# Bear Lake and Blackwater...



## barefoot (Nov 3, 2011)

Me and son went to Bear lake yesterday a.m...lake was actually busy for Bear lake...several boats on the lake.

I landed 4 small bass, all less than 12-14 inches. All were caught on silver jerkbait.

Had a couple of crappies flash at the bait near boat...could tell they were crappies...I had a small crappie rig set up...tried throwing back at them...no luck.

Loaded up...went to blackwater in Bagdad...

Check this out..

4 yakkers and 2 boats drift fishing close to the main channel..boat after boat hauled ass past them..one boat I swear was almost hydraplaning..

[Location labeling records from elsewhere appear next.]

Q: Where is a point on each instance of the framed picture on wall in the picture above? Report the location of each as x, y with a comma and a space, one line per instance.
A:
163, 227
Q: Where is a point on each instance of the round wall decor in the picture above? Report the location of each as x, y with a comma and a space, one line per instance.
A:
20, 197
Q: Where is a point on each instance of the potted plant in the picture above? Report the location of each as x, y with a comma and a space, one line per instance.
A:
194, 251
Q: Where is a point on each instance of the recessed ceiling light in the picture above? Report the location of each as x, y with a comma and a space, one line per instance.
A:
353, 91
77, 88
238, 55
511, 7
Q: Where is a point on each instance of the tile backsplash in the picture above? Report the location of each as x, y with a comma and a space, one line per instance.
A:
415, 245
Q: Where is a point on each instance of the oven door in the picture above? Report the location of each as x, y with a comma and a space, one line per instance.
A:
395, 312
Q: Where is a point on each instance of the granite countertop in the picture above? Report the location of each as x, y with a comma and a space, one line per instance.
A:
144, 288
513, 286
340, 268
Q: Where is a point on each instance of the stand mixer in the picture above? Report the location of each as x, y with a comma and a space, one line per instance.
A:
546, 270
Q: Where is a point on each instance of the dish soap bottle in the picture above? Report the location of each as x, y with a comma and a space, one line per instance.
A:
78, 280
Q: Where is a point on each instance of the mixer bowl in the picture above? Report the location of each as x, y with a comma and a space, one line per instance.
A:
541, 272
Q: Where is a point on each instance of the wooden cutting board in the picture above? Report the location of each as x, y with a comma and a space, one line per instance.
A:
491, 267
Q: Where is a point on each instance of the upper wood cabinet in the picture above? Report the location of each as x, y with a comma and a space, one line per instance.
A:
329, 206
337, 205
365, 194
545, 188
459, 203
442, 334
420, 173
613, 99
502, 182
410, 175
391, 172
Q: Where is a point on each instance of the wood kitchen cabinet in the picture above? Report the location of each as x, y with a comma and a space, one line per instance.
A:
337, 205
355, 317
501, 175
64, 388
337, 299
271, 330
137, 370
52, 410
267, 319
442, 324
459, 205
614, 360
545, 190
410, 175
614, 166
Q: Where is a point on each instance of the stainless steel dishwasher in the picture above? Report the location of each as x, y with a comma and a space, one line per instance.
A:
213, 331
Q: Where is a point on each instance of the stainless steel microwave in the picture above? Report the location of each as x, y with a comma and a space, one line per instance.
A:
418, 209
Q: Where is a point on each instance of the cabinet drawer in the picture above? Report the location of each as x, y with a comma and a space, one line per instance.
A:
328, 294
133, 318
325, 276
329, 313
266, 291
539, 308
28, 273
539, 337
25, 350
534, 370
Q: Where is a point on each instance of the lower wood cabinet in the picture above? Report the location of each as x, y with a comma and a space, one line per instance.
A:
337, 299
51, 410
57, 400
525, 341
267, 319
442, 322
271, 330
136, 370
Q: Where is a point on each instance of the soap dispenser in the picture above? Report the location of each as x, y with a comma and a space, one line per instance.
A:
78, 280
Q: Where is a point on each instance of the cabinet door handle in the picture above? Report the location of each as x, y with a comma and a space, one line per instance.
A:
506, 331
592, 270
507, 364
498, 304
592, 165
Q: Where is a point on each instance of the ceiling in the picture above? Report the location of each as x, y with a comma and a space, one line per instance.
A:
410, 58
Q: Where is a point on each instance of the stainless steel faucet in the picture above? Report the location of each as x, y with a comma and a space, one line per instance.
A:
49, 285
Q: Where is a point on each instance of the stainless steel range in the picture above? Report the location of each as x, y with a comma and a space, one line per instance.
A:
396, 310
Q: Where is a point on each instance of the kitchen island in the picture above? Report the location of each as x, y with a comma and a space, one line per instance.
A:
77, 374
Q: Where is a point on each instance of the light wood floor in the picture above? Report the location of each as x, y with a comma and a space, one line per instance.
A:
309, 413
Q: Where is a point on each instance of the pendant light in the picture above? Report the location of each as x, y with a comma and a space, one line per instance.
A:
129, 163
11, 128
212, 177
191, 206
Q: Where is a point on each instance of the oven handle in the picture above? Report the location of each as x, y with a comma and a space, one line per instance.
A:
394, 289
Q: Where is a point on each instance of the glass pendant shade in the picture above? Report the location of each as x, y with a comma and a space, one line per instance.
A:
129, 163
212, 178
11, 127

Felt bad for thos guys trying to fish..

Ended up catching 2 jack-fish...missed the hook set on a nice bass..estimate to be around 3 lbs. on a deep slow rolled spinner bait.

Long report...sorry.
Barefoot.


----------



## jstblsd (Jul 6, 2010)

I've never had any luck at Bear Lake, beautiful lake though.


----------



## screwballl (Feb 1, 2011)

Bear is usually too busy to shore fish, so avoid it unless you're in a boat or camping there. Thats usually why I prefer Hurricane (or Karick also in a boat).

I just wish I had a gas motor so I could hit Blackwater, Shoal or the local bayous.


----------



## barefoot (Nov 3, 2011)

screwball..I know what you mean..just a little too iffy w/ just an elec...

I've never fished hurricaine.
Where do you put in?
Any tips for that lake?


----------